Italy is undergoing an amazing revival of 20,000 ghost towns – so-called 'sleeping beauties' – left abandoned by residents and becoming derelict for decades.
Now, recognised as an important potential tourism resource that could help boost employment and revamp Italy's ailing economy, the sleeping beauties' prince has arrived in the form of private investment capital, set to resurrect them from ruin.
According to a report published by the Symbola Foundation, a group that advocates economic development in Italy, culture and art could bring in an additional €214bn annually if better exploited in the country. Ermete Realacci the Foundation's president said: "Culture must be the fuel of our economy".
The now picturesque Italian village of Castello di Postignano is among the first to receive a significant facelift that has seen the area transformed into a tourist hotspot. Located in the 'green heart of Italy' between Tuscany and Lazio in the breathtaking Umbria region, Castello di Postignano sits in picture-perfect elegance among the rolling hills, making it hard to believe the village had been completely empty for almost 50 years.
Castello di Postignano is a medieval village dating back to 1000 AD nestled on a wooded hill that offers incredible views of the fertile plains around the Argentina River. For many centuries this was home to farmers and artisans until the last inhabitants finally left the village in 1967 after seismic activity left buildings crumbling and locals fleeing.
Castello di Postignano before it's resurrection
The village's extensive renovation began in 2007 with the focus on preserving its unique historic ambience as far as possible. The works revealed frescoes from the 15th century and numerous valuable artefacts and historic structures.

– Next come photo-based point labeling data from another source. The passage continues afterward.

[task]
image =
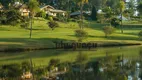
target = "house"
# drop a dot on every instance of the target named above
(1, 7)
(51, 11)
(78, 13)
(23, 9)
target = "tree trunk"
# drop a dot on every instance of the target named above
(81, 11)
(31, 27)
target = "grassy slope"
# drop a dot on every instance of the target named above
(12, 37)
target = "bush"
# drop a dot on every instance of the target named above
(115, 22)
(81, 34)
(108, 30)
(140, 35)
(53, 25)
(81, 58)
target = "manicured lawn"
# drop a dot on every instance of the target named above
(43, 36)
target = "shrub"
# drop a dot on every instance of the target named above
(115, 22)
(53, 25)
(108, 30)
(81, 34)
(81, 58)
(140, 34)
(53, 63)
(26, 66)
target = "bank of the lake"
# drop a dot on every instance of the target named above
(52, 45)
(42, 57)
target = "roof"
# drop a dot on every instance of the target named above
(78, 13)
(45, 6)
(57, 11)
(75, 13)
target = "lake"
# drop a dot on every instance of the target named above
(42, 57)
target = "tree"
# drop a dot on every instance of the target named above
(115, 22)
(108, 12)
(108, 30)
(81, 34)
(53, 24)
(81, 58)
(81, 4)
(139, 7)
(94, 13)
(122, 7)
(140, 34)
(33, 7)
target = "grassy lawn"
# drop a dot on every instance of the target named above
(43, 36)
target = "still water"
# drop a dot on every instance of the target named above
(43, 57)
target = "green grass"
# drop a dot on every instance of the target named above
(43, 36)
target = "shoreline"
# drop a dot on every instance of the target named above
(99, 44)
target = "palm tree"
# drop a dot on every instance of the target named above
(33, 6)
(122, 7)
(81, 4)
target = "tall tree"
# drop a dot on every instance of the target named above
(122, 8)
(139, 7)
(81, 4)
(33, 7)
(94, 13)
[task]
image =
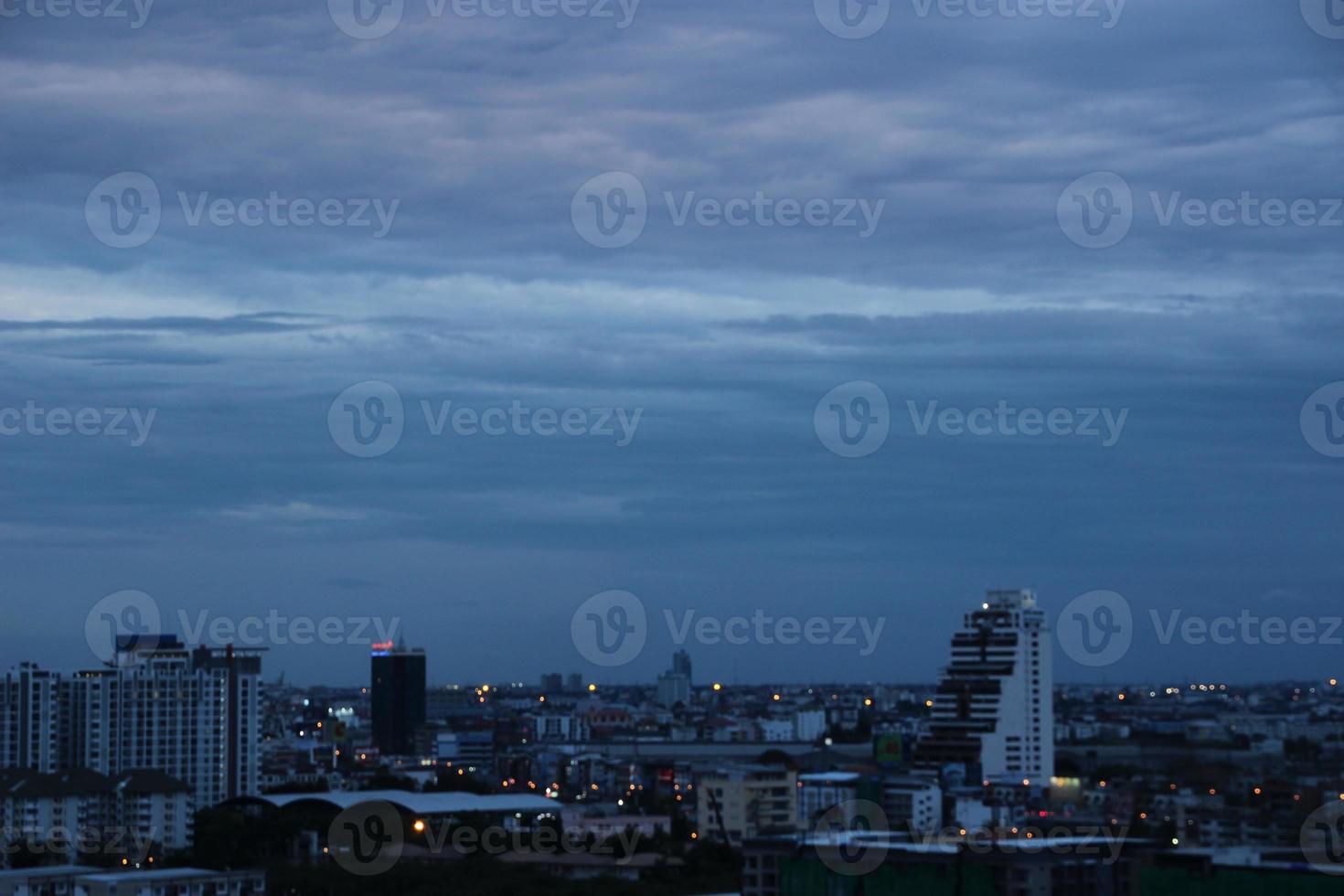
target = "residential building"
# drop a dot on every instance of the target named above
(191, 713)
(994, 707)
(748, 801)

Today, the village stands restored to its former glory including its original lookout tower surrounded by a cluster of pastel-coloured houses, pretty piazzas and a great choice of trendy bars, shops and eateries, appealing to all tastes.
Gennaro Matacena, half of the architectural duo from Naples who spent nearly a decade obtaining permits and undertaking construction to resurrect Castello di Postignano after being bewitched by the village's beauty said: "What better life project could there be for any architect than to be given the chance to reshape an entire hamlet how he pleases?".

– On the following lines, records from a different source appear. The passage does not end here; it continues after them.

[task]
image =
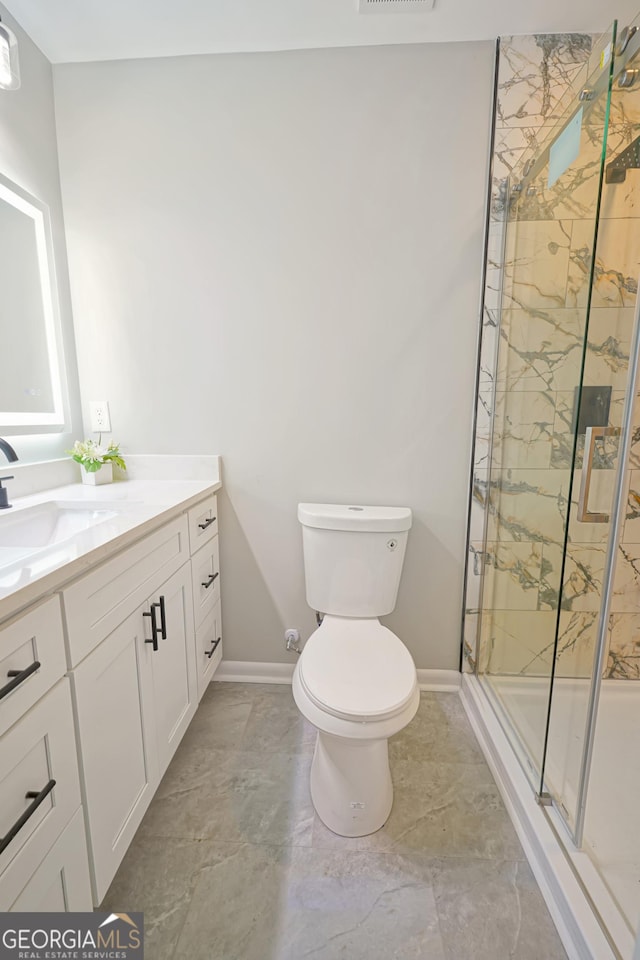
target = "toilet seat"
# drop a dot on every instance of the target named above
(357, 670)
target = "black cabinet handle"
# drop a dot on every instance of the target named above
(155, 629)
(18, 677)
(210, 653)
(31, 809)
(163, 620)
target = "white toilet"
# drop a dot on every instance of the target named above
(355, 680)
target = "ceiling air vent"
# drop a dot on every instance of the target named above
(395, 6)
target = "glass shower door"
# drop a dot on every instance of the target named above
(540, 411)
(592, 768)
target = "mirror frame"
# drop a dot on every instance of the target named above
(29, 423)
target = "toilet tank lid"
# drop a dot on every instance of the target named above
(333, 516)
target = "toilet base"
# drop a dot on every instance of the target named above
(351, 785)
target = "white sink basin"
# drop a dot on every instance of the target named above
(48, 523)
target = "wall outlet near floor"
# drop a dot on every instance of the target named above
(100, 419)
(292, 640)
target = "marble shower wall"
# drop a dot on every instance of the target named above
(529, 372)
(535, 74)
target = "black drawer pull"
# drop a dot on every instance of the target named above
(163, 620)
(37, 799)
(18, 677)
(210, 653)
(155, 629)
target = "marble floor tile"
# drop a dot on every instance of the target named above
(240, 796)
(276, 725)
(288, 904)
(446, 810)
(232, 863)
(157, 878)
(439, 731)
(493, 911)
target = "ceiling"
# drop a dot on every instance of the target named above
(76, 30)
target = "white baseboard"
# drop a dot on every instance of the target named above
(577, 925)
(442, 681)
(251, 671)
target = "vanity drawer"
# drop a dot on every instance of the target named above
(31, 646)
(205, 571)
(208, 648)
(38, 750)
(96, 604)
(203, 522)
(61, 883)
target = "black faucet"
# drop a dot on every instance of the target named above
(8, 451)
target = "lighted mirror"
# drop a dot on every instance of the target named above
(30, 380)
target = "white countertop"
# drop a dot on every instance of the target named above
(132, 507)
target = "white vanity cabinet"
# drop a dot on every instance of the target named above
(135, 695)
(39, 782)
(98, 684)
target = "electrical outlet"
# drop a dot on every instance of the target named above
(100, 419)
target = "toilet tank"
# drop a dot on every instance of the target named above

With so much scope in Italy for investment in its ghost-village revival, foreign buyers are leading the charge in the absence of public funds available to renovate deserted sites. Italian-Swedish businessman Daniele Kihlgren is one of the pioneers of the movement to keep alive Italy's lost treasures, making it his mission to rescue forgotten hamlets in the south of the country.
For centuries these towns have represented "a minor, secondary heritage that has been neglected and fallen into oblivion", he says. "They're not part of the grandeur of cities such as Rome and Florence but of a peripheral world made of farmers and shepherds that has slowly gone extinct".
To date, Kihlgren has transformed two ghost villages into luxury resorts – one is Matera in Basilicata which was also the set for Mel Gibson's film The Passion of the Christ; the other is Santo Stefano de Sessanio located in the rugged hills of Abruzzi, both transformations leading to jobs for locals who have opened restaurants and artisan's boutiques at the updated resorts.
The value of the restyled buildings has tripled according to Kihlgren, with the appeal of original features belying spacious and contemporary interiors, currently ticking the boxes for increasing numbers of buyers.
Back in Castello di Postignano, former residents who have returned to visit what has become a resort destination have noticed a significant change. Some village homes and buildings once used for pressing grapes, harvesting truffles or housing students or prisoners are now fully furnished and include modern comforts such as Wi-Fi and satellite TV. There's also an elevator carved into the rock that goes up and down two layers of the village.
Parties, concerts and conferences are organised inside the frescoed Church of SS Annunziata and there are outdoor panoramic swimming pools, a gourmet restaurant and wine bar, not to mention a museum, small art galleries and artisan boutiques with ceramics and textiles. There's also a spa and sports centre in the pipeline making this an extremely well-developed resort destination in the heart of Italy's gorgeous countryside.